No período, o governo promoveu duas trocas de ministro da Saúde, com a queda de Luiz Henrique Mandetta e a passagem relâmpago de Nelson Teich, ambos médicos. Há quase três meses, o cargo é ocupado interinamente pelo general Eduardo Pazuello.
“Quando a gente pensa que essa pandemia saiu da China, passou pela Europa e demorou cerca de dois meses para chegar ao Brasil, já se sabia muita coisa sobre o vírus.Isso nos colocava em uma posição confortável, por termos mais tempo para nos prepararmos”, avalia a virologista Giliane de Souza Trindade, da UFMG. “Mas países cujos líderes tenderam a ignorar ou minimizar o impacto do vírus sofreram muito com a pandemia, a exemplo do Brasil e dos Estados Unidos.”
Apesar de a primeira vítima ter sido registrada em março, o Brasil ainda tem locais em fase de transmissão descontrolada da doença e não apresenta sinal de recuo no patamar de óbitos - contabilizando, em média, cerca de mil novas mortes a cada dia. Ao mesmo tempo, todos os Estados vivem a implementação dos seus planos de reabertura, com retorno gradual de atividades econômicas, extensão de horários do comércio, discussões sobre volta às aulas e até disputas de jogos de futebol.
A maioria dos mortos era homem, pardo e tinha mais de 60 anos, segundo dados do Ministério da Saúde. Entre as vítimas, também há pelo menos 303 crianças menores de 5 anos - número, por si só, superior à tragédia de Brumadinho.
Segundo o último boletim epidemiológico da pasta 3.627 dos 5.570 municípios brasileiros, ou 65%, já haviam registrado alguma morte por coronavírus. A evolução dos casos ainda demonstra que, se a pandemia começou pelas capitais, agora se espalha pelo interior do Brasil. Há três meses, novos óbitos fora de regiões metropolitanas representavam apenas 11% do total. Hoje, são 48%.
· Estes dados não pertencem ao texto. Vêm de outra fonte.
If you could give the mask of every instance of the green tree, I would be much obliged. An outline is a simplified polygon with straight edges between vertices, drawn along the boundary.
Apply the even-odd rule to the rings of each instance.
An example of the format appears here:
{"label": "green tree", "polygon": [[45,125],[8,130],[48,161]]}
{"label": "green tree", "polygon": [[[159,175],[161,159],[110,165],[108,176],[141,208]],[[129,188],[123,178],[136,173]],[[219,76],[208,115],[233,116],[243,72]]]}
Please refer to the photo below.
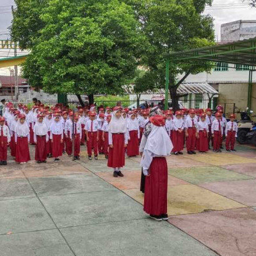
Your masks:
{"label": "green tree", "polygon": [[[93,94],[123,92],[145,45],[131,6],[119,0],[15,1],[12,33],[31,50],[23,74],[31,86],[80,100],[86,93],[91,102]],[[30,9],[32,2],[38,5]]]}
{"label": "green tree", "polygon": [[[146,67],[140,83],[163,88],[165,84],[165,60],[168,54],[214,44],[212,18],[203,14],[212,0],[127,0],[136,11],[141,31],[149,46],[140,58]],[[205,65],[191,65],[171,63],[169,92],[175,110],[179,108],[179,86],[191,74],[211,68]],[[179,75],[183,77],[178,79]]]}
A análise do boletim também deixa evidente as diferenças regionais. Estados do Norte e Nordeste que já viveram situação de colapso do sistema de saúde (como Amazonas, Pará, Pernambuco e Ceará) apresentaram queda no número de mortos. Já em locais em que a pandemia chegou depois - a exemplo das regiões Sul e Centro-Oeste -, o índice de óbitos subiu. No fim de julho, a Fiocruz também emitiu alerta sobre risco de segunda onda de covid-19 no Rio, Maranhão e Amapá.
“O processo começou nos grandes centros e foi gradativamente migrando para o interior. Hoje, é praticamente onipresente”, descreve o físico Silvio Ferreira, da Universidade Federal de Viçosa (UFV), que trabalha com modelagem em sistemas complexos e estuda a evolução do coronavírus. “Isso já era esperado porque a pandemia, embora seja uma só, se manifesta em momentos distintos e com intensidades distintas nos locais diferentes, pois depende das particularidades de cada população.”
Já sobre a curva geral do Brasil, Ferreira analisa que o comportamento foge do padrão esperado. “Estamos observando uma saturação do número de óbitos há aproximadamente um mês. O curso natural de uma epidemia é atingir um pico e depois reduzir a taxa de infecção, não essa saturação”, descreve.
Para o físico, o comportamento se explica por uma somatória de circunstâncias. Ao mesmo tempo, por exemplo, que a melhora da prática médica para lidar com pacientes graves ajuda a reduzir as mortes, a reabertura econômica antes da hora ou a chegada do vírus a cidades menores acabam puxando o índice para cima no País.
“O futuro da pandemia depende de todos esses fatores”, diz Ferreira. “Se o relaxamento das restrições acelerarem, o número de 200 mil mortes pode ser atingido em pouco tempo. Por outro lado, se medidas mais rigorosas forem implementadas, pode estabilizar em patamar abaixo.”